Dalam kesendirian aku terus berpikir mengenai hal tersebut. Aku telah berencana untuk mencari gereja yang lebih cocok untukku. Tapi tampaknya hal itu harus kupendam dahulu, karena aku masih tinggal di rumah ini. Semoga aku dapat cepat melepaskan diri dari orangtuaku dan mulai hidup yang mandiri sehingga aku dapat menata hidupku lebih baik lagi.

15 September 2008

Menapaki Hari

Ini adalah hari pertama aku kembali menulis kembali setelah sekian lamanya aku vakum dari kegiatan yang dulunya amat sering kulakukan.

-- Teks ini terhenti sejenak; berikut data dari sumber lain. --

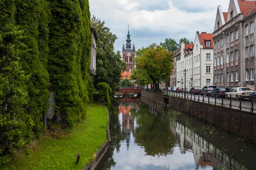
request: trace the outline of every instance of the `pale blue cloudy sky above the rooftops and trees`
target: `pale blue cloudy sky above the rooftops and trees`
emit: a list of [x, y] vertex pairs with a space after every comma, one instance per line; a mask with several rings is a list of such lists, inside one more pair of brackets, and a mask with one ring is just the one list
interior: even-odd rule
[[212, 33], [218, 5], [227, 12], [230, 0], [89, 0], [91, 15], [105, 20], [122, 51], [128, 23], [136, 49], [166, 38], [195, 40], [195, 32]]

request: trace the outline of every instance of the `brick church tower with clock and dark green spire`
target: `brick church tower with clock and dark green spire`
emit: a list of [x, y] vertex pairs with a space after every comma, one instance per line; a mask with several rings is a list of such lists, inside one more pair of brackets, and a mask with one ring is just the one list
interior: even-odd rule
[[123, 43], [122, 48], [122, 57], [123, 61], [126, 63], [126, 70], [121, 73], [122, 78], [121, 79], [130, 79], [130, 74], [132, 73], [132, 69], [134, 68], [134, 57], [135, 57], [135, 45], [133, 43], [133, 46], [131, 47], [131, 39], [129, 34], [129, 27], [128, 27], [128, 34], [127, 34], [127, 40], [126, 40], [126, 46]]

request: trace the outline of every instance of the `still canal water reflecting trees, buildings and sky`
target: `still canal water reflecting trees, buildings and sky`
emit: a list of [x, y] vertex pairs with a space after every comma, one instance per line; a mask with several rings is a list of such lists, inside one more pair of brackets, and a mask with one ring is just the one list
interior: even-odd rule
[[142, 101], [111, 106], [111, 148], [96, 170], [256, 170], [255, 145]]

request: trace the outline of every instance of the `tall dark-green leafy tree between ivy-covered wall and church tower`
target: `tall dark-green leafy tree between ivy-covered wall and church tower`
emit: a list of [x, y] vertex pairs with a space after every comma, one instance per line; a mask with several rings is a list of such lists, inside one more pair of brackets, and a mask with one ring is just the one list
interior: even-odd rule
[[96, 51], [97, 74], [94, 77], [94, 84], [105, 82], [112, 89], [111, 98], [118, 90], [121, 72], [125, 70], [126, 64], [122, 61], [120, 51], [114, 51], [116, 34], [105, 26], [105, 21], [101, 21], [95, 16], [91, 18], [91, 25], [96, 26], [98, 40]]

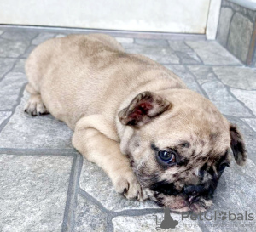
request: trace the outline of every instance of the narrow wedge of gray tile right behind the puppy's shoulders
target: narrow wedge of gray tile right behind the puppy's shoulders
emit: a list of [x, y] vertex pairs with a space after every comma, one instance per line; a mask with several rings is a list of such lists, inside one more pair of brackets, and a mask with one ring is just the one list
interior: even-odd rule
[[192, 76], [189, 71], [187, 71], [182, 65], [165, 65], [167, 69], [173, 71], [177, 76], [179, 76], [188, 88], [194, 90], [197, 93], [201, 92], [200, 87], [195, 82], [194, 76]]

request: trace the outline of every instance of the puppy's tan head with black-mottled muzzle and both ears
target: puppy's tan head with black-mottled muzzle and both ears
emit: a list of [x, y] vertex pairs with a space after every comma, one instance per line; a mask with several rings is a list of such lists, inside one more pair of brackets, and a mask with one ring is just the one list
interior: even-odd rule
[[150, 199], [172, 210], [206, 210], [230, 166], [230, 148], [238, 165], [247, 159], [236, 126], [188, 89], [140, 93], [119, 120], [127, 126], [120, 147], [139, 183]]

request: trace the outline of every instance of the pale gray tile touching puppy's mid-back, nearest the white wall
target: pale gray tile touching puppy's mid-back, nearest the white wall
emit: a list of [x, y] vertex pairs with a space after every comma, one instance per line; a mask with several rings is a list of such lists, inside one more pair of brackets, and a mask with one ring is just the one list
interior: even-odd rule
[[174, 53], [172, 48], [169, 47], [143, 47], [142, 45], [138, 45], [131, 46], [131, 48], [125, 48], [127, 53], [143, 54], [148, 58], [159, 62], [160, 64], [179, 64], [179, 58]]

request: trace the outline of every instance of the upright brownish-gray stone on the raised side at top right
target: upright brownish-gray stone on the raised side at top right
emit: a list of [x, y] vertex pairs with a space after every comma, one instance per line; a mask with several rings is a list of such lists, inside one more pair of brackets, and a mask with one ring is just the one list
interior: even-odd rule
[[243, 62], [247, 61], [252, 35], [253, 23], [243, 15], [236, 13], [230, 25], [228, 49]]

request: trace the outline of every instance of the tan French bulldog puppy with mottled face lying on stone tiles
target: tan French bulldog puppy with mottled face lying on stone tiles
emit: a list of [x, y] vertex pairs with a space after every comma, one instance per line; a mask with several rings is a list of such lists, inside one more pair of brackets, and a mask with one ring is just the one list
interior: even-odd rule
[[50, 113], [73, 129], [73, 146], [128, 199], [202, 212], [230, 149], [247, 160], [235, 125], [181, 79], [102, 34], [50, 39], [26, 60], [25, 111]]

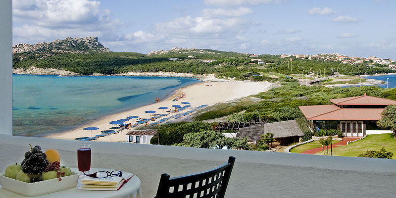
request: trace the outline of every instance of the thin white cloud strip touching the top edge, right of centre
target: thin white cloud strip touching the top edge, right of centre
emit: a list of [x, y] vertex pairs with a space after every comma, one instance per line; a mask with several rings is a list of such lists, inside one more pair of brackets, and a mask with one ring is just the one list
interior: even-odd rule
[[207, 5], [217, 5], [222, 7], [235, 6], [235, 5], [257, 5], [257, 4], [270, 4], [270, 3], [283, 3], [289, 0], [205, 0]]

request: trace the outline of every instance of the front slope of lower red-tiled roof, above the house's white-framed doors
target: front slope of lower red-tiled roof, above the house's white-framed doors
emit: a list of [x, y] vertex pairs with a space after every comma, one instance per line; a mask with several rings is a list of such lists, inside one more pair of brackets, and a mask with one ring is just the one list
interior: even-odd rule
[[341, 108], [308, 118], [309, 120], [380, 120], [384, 108]]

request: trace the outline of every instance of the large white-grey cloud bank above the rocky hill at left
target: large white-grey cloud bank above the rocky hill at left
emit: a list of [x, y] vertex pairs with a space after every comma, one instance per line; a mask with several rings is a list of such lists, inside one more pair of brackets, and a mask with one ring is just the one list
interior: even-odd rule
[[[116, 40], [123, 25], [95, 0], [13, 0], [13, 40], [35, 43], [66, 37]], [[17, 25], [15, 25], [17, 24]]]

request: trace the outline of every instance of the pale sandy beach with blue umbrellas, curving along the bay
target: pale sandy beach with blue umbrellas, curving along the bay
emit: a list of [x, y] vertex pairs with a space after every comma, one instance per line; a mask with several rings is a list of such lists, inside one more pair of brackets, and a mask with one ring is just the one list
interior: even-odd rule
[[[210, 85], [210, 86], [208, 86]], [[205, 81], [202, 83], [197, 83], [188, 87], [181, 88], [175, 92], [175, 94], [168, 99], [165, 99], [161, 102], [155, 103], [155, 99], [152, 104], [142, 106], [139, 108], [135, 108], [132, 110], [128, 110], [125, 112], [105, 116], [99, 118], [96, 121], [93, 121], [85, 126], [82, 126], [78, 129], [58, 133], [58, 134], [50, 134], [46, 136], [47, 138], [57, 138], [57, 139], [75, 139], [79, 137], [94, 137], [95, 135], [99, 135], [102, 130], [109, 130], [110, 127], [114, 127], [116, 125], [110, 125], [110, 121], [124, 119], [128, 116], [139, 116], [143, 118], [150, 118], [148, 113], [144, 111], [154, 110], [156, 113], [162, 114], [163, 110], [158, 109], [158, 107], [166, 106], [171, 107], [172, 105], [183, 105], [181, 102], [187, 101], [190, 102], [191, 107], [184, 110], [188, 111], [191, 108], [195, 108], [202, 104], [213, 105], [218, 102], [225, 102], [232, 99], [238, 99], [247, 97], [249, 95], [257, 94], [260, 92], [268, 91], [271, 88], [273, 83], [269, 82], [248, 82], [248, 81], [228, 81], [228, 82], [212, 82]], [[186, 94], [186, 98], [179, 99], [178, 101], [172, 101], [177, 96], [180, 96], [182, 93]], [[173, 108], [173, 107], [172, 107]], [[165, 109], [168, 110], [168, 109]], [[174, 115], [177, 113], [171, 113], [170, 115]], [[134, 120], [136, 122], [136, 119]], [[153, 122], [153, 121], [151, 121]], [[149, 122], [149, 123], [151, 123]], [[132, 123], [132, 119], [130, 121], [126, 121], [125, 123]], [[142, 126], [142, 125], [140, 125]], [[85, 131], [83, 128], [85, 127], [98, 127], [99, 130]], [[96, 141], [105, 141], [105, 142], [125, 142], [126, 133], [129, 130], [123, 130], [117, 134], [108, 135], [105, 137], [101, 137]]]

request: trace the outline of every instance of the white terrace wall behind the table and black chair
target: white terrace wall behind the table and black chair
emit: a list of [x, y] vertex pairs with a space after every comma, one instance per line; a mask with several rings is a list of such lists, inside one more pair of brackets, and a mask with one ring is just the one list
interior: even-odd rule
[[[55, 148], [61, 164], [77, 167], [78, 141], [0, 135], [0, 172], [20, 163], [28, 143]], [[396, 160], [308, 154], [92, 142], [92, 167], [135, 173], [145, 198], [161, 173], [198, 173], [236, 157], [226, 198], [394, 197]]]

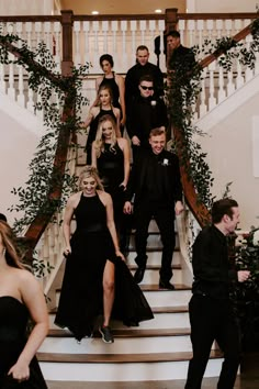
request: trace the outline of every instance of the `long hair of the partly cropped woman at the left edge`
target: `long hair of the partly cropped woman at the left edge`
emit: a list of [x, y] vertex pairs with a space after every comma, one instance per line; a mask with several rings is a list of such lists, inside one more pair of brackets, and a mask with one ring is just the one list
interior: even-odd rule
[[5, 248], [5, 260], [9, 266], [23, 269], [21, 258], [18, 253], [15, 236], [10, 225], [0, 220], [0, 235], [2, 237], [2, 245]]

Dan aku kembali mencoba merunut kembali semua yang telah terjadi atas hidupku ini. Semuanya mulai berubah ketika aku memutuskan untuk bergabung dengan USD. Terpilih untuk pergi ke Padang, berlanjut ke Semarang dan berkesempatan mengunjungi kota-kota besar lainnya, semuanya itu telah memberikan perubahan yang amat besar bagi perjalanan hidupku ini. Aku menjadi kembali berpikir, mengapa manusia begitu lemah dan rahasia Tuhan tidak pernah bisa kita perkirakan. Semuanya hanya berawal dari niat ingin mencari alternative kesibukan setelah sempat terpuruk karena tidak lulus dalam sesi magang di Suara USU tanpa tahu alasan yang pasti. Dan semuanya berjalan begitu cepat, begitu cepat sampai-sampai aku tak tahu dengan pasti apakah memang itu semuanya merupakan sebuah kebetulan atau anugerah, atau hanya sebuah kesalahan terbesar yang pernah terjadi. Aku tak tahu dengan pasti. He he he he . .. . . .

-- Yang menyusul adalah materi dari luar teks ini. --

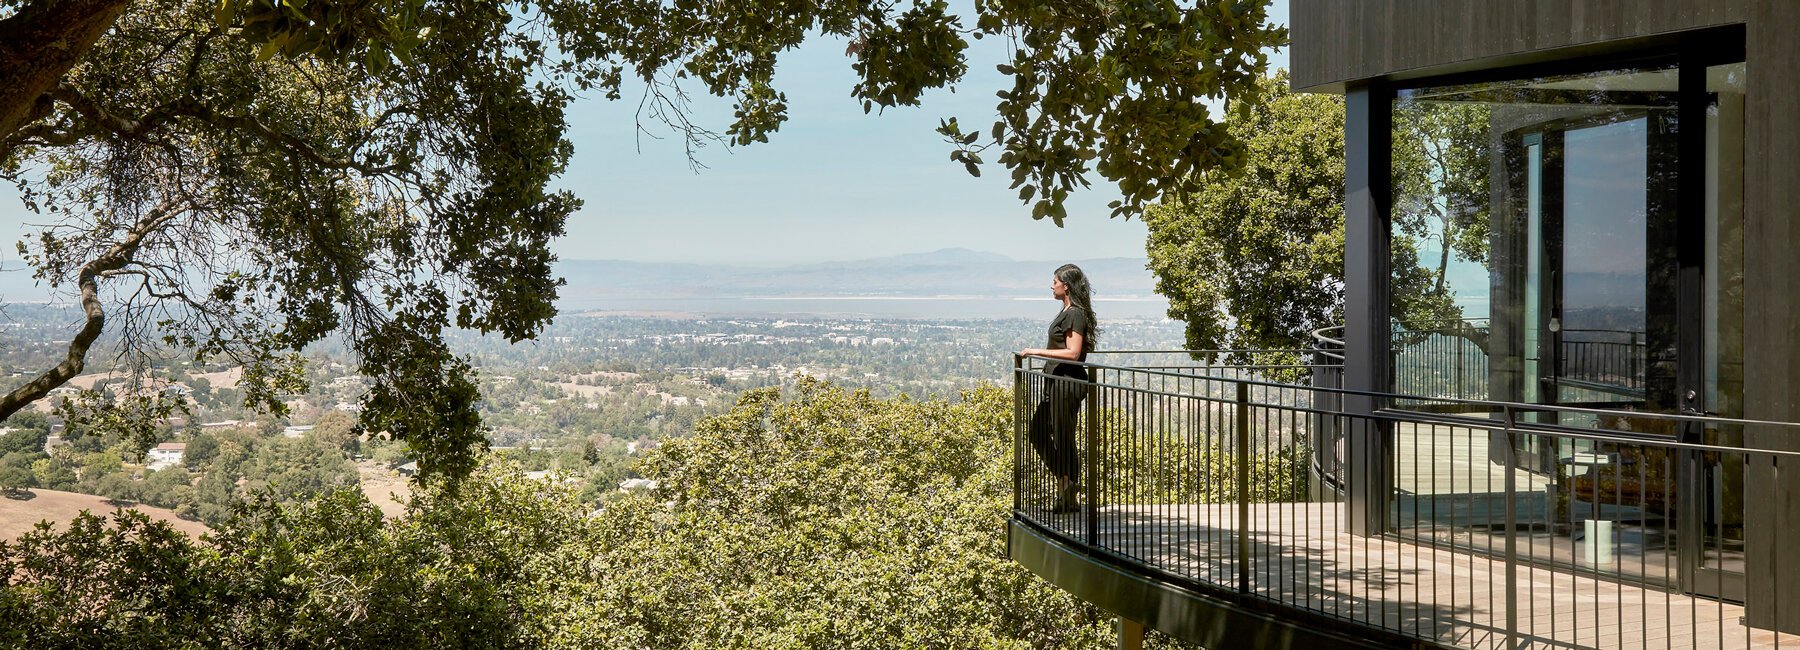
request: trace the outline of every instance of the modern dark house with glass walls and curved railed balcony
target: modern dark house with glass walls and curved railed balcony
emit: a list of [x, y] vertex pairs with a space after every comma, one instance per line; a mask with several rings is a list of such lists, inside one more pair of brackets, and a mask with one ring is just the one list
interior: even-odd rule
[[1125, 646], [1800, 646], [1800, 2], [1291, 16], [1346, 108], [1341, 330], [1098, 355], [1089, 504], [1021, 430], [1012, 556]]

Dan semuanya itu berlanjut sampai hari ini. Seperti angin yang bernyanyi diantara ranting dan daun yang tehempas, aku menjalankan hidupku. Kini aku setidaknya telah mampu mengatur mimpi-mimpi yang ingin kuraih. Aku ingin hidup lebih lama. Aku ingin punya lebih waktu untuk menikmati masa mahasiswa ini dengan aneka rasa dan kecupan waktu. Aku ingin lebih lagi, menikmati tetesan peluhku yang jatuh diantara mimpi-mimpi tulisanku. Aku ingin lebih lagi, merasakan perihnya hembusan angin yang menusuk tulangku, yang berhembus dalam dinginnya malam ketika aku masih berkutat dengan laptopku. Bersama laptop dan komputer tua yang selalu menebarkan kekhawatian atas virus komputer yang selalu berhasrat merusak file-file kerja kerasku.

Dan kita tak akan pernah tahu apa yang akan pernah terjadi besok, lusa, dan di masa yang akan datang. Tapi setidaknya, aku tahu bahwa aku pernah mempunyai mimpi dan aku pernah mempunyai keberanian untuk mewujudkannya.